Guest Blog: A mature, more reserved, yet, enfin, handsome actor has emerged since the days Richard and I worked together in “Looking for Mr. Goodbar”
(Spoiler alert: Don’t read this article if you don’t want to know some key plot points from “Arbitrage.”)
Richard Gere sashays through “Arbitrage” in quite a subdued performance compared to his acting in “Looking for Mr. Goodbar.”
Still, his swagger is there — and certainly his sexuality. But a mature, more reserved, yet, enfin, handsome actor has emerged since the days Richard and I worked together in “Goodbar.” Age embraces him. His moves are languid. His eyes blink and twitch at all the right moments and encapsulate an energy moving throughout his body that finally bursts into his mind.
When we were on the set of “Goodbar” in '77, he took me to lunch. We talked like kids in a playground because we hadn't seen each other since the early seventies in Wyn Handman's acting class above a Chinese laundry in Manhattan. Wyn was the Director of The American Place Theatre. In that class, Richard was wiry in his performances and reminiscent of James Dean. He caught a lot of flack for that, yet a bit of Jimmy Dean's mannerisms are still apparent in “Goodbar.”
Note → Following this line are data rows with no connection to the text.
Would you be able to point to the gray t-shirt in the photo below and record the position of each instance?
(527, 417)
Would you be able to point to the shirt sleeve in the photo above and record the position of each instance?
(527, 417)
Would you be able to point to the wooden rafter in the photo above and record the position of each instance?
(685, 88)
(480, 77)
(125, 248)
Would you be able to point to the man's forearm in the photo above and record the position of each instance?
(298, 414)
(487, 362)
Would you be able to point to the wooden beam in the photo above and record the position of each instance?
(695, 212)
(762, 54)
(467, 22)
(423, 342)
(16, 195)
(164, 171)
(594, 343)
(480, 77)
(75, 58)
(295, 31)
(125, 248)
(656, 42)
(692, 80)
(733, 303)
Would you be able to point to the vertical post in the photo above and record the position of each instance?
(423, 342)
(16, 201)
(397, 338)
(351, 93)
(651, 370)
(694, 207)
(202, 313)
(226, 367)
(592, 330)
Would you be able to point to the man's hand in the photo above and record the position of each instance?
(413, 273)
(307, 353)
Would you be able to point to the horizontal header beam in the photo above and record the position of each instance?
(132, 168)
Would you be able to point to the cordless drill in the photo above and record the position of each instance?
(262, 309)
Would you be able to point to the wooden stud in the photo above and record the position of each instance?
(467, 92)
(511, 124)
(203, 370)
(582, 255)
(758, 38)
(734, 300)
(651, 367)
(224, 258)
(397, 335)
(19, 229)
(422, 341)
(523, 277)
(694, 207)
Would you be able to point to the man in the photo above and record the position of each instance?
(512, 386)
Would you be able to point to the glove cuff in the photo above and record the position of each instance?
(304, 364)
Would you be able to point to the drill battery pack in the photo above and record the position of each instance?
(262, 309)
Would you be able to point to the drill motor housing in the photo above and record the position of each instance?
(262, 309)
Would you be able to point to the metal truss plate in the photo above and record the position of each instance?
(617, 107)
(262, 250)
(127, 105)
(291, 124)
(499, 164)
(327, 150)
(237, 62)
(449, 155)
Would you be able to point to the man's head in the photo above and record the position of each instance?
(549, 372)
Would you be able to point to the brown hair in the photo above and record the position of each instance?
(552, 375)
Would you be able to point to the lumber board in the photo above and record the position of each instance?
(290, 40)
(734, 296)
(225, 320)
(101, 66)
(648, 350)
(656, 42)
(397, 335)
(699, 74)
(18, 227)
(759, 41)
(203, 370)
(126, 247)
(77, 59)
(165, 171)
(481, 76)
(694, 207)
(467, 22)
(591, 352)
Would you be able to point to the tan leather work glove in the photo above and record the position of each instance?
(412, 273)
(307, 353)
These mannerisms eased out of his body in “American Gigolo.” In “Arbitrage” his movements have become fluid and cerebral. There is a glimpse of the old Richard when he discovers that his mistress is dead. He has accidentally murdered her after falling asleep at the wheel. His reaction is on the money and hyperkinetic like the ole Richard of yore.
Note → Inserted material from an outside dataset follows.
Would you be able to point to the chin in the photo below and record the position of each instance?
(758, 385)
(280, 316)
Then there was Gere's performance on Broadway in “Bent” when his body was so much a part of his acting. But in “Arbitrage,” save for the car crash, all of that frenzy of the past has become fluid restrained movement with a kind of grace and elegance. He takes his moments and makes mountains out of some and quick flashes of others, but one thing is certain: He is the center of your attention. His white hair gives him an elder statesman quality and air.
One wonders why we don't see more of him at the movies. He said recently on a talk show that he was 63 and was surprised to be working at this age while the women in the audience swooned and simply could not get enough of him. Let's hope we don't have to wait another long extended pause for his next film.
Oscar talk accompanies his performance, but talk is talk. See for yourself. Catch his electrifying performance in “Arbitrage.” He makes going to the movies a real treat and a reason to venture out into a dark movie theater and risk being assaulted by mediocrity — or entertained by the multitalented Richard Gere.